Sunday, March 3, 2019

The KISS philosophy: Forgotten but still needed.


     As an engineering executive/manager, I had a developer once come to me and say "here it is. I have fixed the last bug". I smiled and said "well, I can't wait for the next-to-last bug" recognizing that, if we counted that way, we would never reach the first bug.
     All software has problems (not isolated only to software -- but it is particularly prevalent in software). Even if somehow the program was simple enough and used for a long enough period that all of the problems within the program were fixed, a program does not exist in isolation. It will interact with other programs and the hardware. Change those and problems may easily surface.
     The primary criterion that creates the situation where software always has problems (or "bugs") is complexity. A five line program may eventually get all possible interactions tested and all known problems fixed. A 200,000 line set of programs (or processes) has little chance of even having all the problems known.
     There is an anecdote about Bill Gates talking to a developer at Microsoft. He is said to have said "Don't worry about the size or the amount of memory needed. By the time it is finished, we will have faster processors with greater amounts of memory." A side effect of this (loved by sales, disliked by consumers) is that new programs usually require new software and hardware to perform at their best.
     On the flip side of this issue, Soviet developers used to have a reputation as being very good programmers. They were required to use older computers with much less memory and they had to share equipment such that they had only certain time slots in which they could compile and test their programs. These constraints in equipment forced them to be much more careful in their programming as well as making the programs small and efficient.
     In the world of programming and marketing, complexity is also sometimes referred to as "Creeping Featurism". Marketing and Sales demand new features that can be used to distinguish a program from that of the competition. However, each new feature increases the complexity of the program and the system -- and the complexity does NOT go up linearly -- an increase of 5% in the number of lines of code may double the number of initial problems to debug.
     This might eventually be of general benefit if it wasn't for the fact that many features go unused by most people. They may not even know they exist -- or, if they do know about existence, they don't know how to use it. If this is so, why add the extra features? The answer to this is that word "most".
     Assume that a program has 200 features. Twenty of those features are used by almost everyone. One user makes use of 40 features. Another user makes use of 50 features. But only 1 of the 20 "extra" features of the first user is the same as user 2's 30 "extra" features. The others are used only be the particular user.
     When I was a beginning programmer in the 1970s, all of our courses emphasized using the KISS philosophy.

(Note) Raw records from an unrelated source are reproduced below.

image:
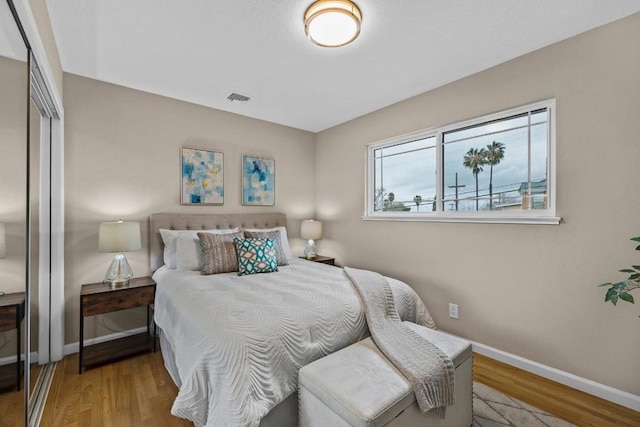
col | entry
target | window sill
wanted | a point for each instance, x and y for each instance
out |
(480, 219)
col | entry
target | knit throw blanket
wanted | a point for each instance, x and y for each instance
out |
(429, 370)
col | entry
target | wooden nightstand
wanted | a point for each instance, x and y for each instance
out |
(100, 298)
(322, 259)
(11, 315)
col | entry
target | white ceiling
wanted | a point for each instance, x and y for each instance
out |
(201, 50)
(11, 43)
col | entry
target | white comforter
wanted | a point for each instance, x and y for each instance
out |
(240, 340)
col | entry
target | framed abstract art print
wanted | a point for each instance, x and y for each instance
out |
(202, 181)
(258, 181)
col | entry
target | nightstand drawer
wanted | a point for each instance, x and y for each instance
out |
(8, 316)
(120, 299)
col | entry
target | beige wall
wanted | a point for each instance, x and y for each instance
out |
(122, 161)
(526, 289)
(41, 16)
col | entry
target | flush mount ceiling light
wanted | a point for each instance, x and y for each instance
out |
(332, 23)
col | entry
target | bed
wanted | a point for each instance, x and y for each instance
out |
(234, 344)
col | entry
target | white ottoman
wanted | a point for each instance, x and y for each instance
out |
(359, 386)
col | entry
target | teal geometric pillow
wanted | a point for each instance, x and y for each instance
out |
(255, 256)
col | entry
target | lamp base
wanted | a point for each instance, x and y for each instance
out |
(310, 251)
(119, 272)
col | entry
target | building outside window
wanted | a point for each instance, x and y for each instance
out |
(497, 168)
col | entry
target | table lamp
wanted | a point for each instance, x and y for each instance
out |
(311, 230)
(119, 237)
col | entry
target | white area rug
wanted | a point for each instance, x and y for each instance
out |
(494, 409)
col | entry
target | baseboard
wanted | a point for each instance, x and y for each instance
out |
(75, 346)
(38, 399)
(602, 391)
(12, 359)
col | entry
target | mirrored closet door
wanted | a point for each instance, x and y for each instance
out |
(14, 233)
(27, 112)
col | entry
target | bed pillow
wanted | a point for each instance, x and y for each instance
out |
(255, 256)
(281, 257)
(283, 238)
(219, 252)
(170, 239)
(189, 253)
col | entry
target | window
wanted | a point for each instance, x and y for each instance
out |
(497, 168)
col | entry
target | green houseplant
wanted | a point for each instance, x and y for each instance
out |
(621, 290)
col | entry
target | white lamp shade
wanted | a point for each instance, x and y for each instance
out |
(310, 229)
(119, 236)
(3, 242)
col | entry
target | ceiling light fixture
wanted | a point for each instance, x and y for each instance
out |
(332, 23)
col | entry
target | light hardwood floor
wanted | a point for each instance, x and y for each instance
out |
(132, 392)
(569, 404)
(139, 392)
(12, 402)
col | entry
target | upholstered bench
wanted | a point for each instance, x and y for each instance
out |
(358, 386)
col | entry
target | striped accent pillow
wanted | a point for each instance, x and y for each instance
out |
(255, 256)
(218, 252)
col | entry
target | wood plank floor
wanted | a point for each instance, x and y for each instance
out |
(133, 392)
(139, 392)
(12, 402)
(578, 408)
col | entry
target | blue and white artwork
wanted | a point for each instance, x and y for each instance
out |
(258, 181)
(202, 177)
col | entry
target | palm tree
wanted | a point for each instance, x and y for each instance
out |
(475, 159)
(494, 154)
(417, 200)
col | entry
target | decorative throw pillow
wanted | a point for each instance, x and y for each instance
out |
(170, 240)
(283, 238)
(281, 257)
(218, 252)
(255, 256)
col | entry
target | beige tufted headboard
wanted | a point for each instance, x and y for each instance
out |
(203, 222)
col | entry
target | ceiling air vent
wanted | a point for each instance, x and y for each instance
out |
(233, 96)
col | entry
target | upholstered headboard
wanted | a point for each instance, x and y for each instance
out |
(203, 222)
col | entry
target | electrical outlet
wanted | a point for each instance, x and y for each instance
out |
(453, 311)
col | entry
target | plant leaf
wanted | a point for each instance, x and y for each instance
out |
(627, 297)
(610, 294)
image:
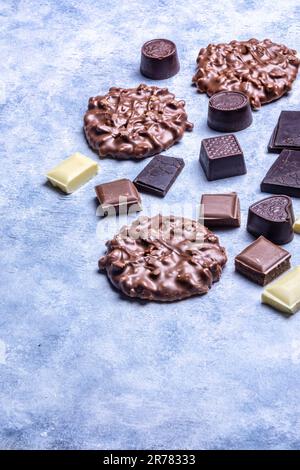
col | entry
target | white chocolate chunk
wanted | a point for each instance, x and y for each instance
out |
(73, 172)
(296, 226)
(284, 294)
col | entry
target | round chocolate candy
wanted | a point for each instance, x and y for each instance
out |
(159, 59)
(229, 111)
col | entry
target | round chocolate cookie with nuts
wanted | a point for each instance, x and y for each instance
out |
(163, 259)
(263, 70)
(135, 122)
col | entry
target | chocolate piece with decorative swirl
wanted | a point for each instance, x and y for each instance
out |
(229, 111)
(163, 259)
(263, 70)
(273, 218)
(159, 59)
(135, 122)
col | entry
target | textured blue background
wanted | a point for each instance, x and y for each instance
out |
(80, 367)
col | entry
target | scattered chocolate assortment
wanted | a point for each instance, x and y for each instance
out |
(159, 175)
(163, 259)
(222, 157)
(135, 122)
(172, 258)
(273, 218)
(263, 70)
(229, 111)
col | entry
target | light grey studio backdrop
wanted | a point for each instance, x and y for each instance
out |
(81, 367)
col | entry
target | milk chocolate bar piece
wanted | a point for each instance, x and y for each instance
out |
(222, 157)
(262, 261)
(73, 172)
(284, 294)
(286, 133)
(159, 175)
(221, 210)
(118, 196)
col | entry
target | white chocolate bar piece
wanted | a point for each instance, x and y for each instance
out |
(73, 172)
(284, 294)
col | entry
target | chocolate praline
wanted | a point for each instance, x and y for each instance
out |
(159, 59)
(229, 111)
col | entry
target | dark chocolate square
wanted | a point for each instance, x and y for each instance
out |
(158, 176)
(262, 261)
(221, 210)
(284, 175)
(117, 196)
(222, 157)
(286, 133)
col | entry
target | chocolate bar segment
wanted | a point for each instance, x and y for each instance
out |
(286, 133)
(262, 261)
(222, 157)
(229, 111)
(159, 59)
(118, 196)
(221, 210)
(273, 218)
(158, 176)
(284, 175)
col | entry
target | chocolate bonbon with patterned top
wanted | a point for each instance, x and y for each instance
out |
(159, 59)
(229, 111)
(272, 217)
(222, 157)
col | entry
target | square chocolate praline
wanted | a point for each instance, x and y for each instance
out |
(221, 210)
(118, 196)
(222, 157)
(262, 261)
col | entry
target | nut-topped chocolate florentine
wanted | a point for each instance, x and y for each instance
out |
(135, 122)
(263, 70)
(163, 259)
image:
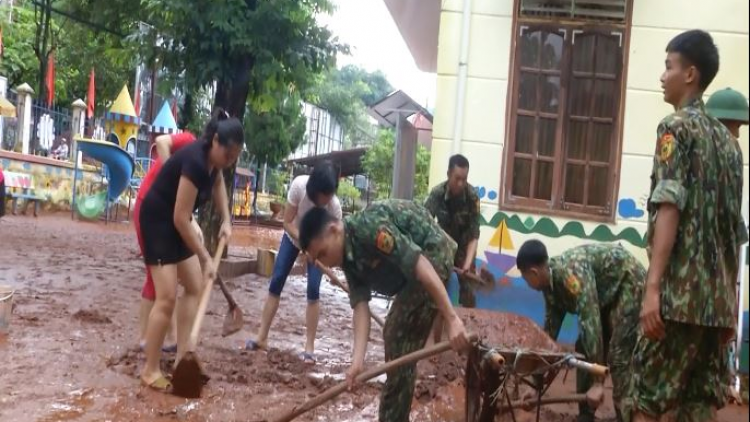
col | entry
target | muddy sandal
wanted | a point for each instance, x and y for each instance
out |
(253, 346)
(161, 384)
(308, 358)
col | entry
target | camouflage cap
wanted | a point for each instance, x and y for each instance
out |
(728, 104)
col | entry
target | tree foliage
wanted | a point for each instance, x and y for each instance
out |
(271, 136)
(78, 49)
(349, 194)
(378, 164)
(346, 93)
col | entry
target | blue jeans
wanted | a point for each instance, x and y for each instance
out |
(284, 263)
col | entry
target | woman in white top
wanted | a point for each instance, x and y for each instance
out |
(305, 192)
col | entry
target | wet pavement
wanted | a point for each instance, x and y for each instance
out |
(71, 352)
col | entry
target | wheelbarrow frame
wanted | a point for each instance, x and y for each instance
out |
(489, 371)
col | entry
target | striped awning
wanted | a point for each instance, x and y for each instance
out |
(163, 130)
(117, 117)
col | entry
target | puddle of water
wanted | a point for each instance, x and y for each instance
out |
(75, 406)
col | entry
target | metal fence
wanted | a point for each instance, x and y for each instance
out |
(51, 127)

The acronym KISS stood for "Keep It Simple S_____" (substitute your own favorite S-word). It was a reminder of the discipline that was expected (and that the Soviet programmers had to have as a requirement). 100 lines of code that did a function was much better than 300 lines of code that performed the same function. It was easier to debug (and usually had fewer bugs in the first place), faster, and required fewer system resources. KISS fell victim to the expectation that Moore's Law would always hold -- that processor power WOULD continue to increase and that memory would be cheaper and cheaper. But being ABLE to function does not imply that is was written as well as it could have been.
     Although the KISS principle was created in connection with software development, the same holds true for other complicated, interconnected things -- such as laws and regulations or industrial factory processes.
     Do you work with the KISS principle? If so, why? If not, why not?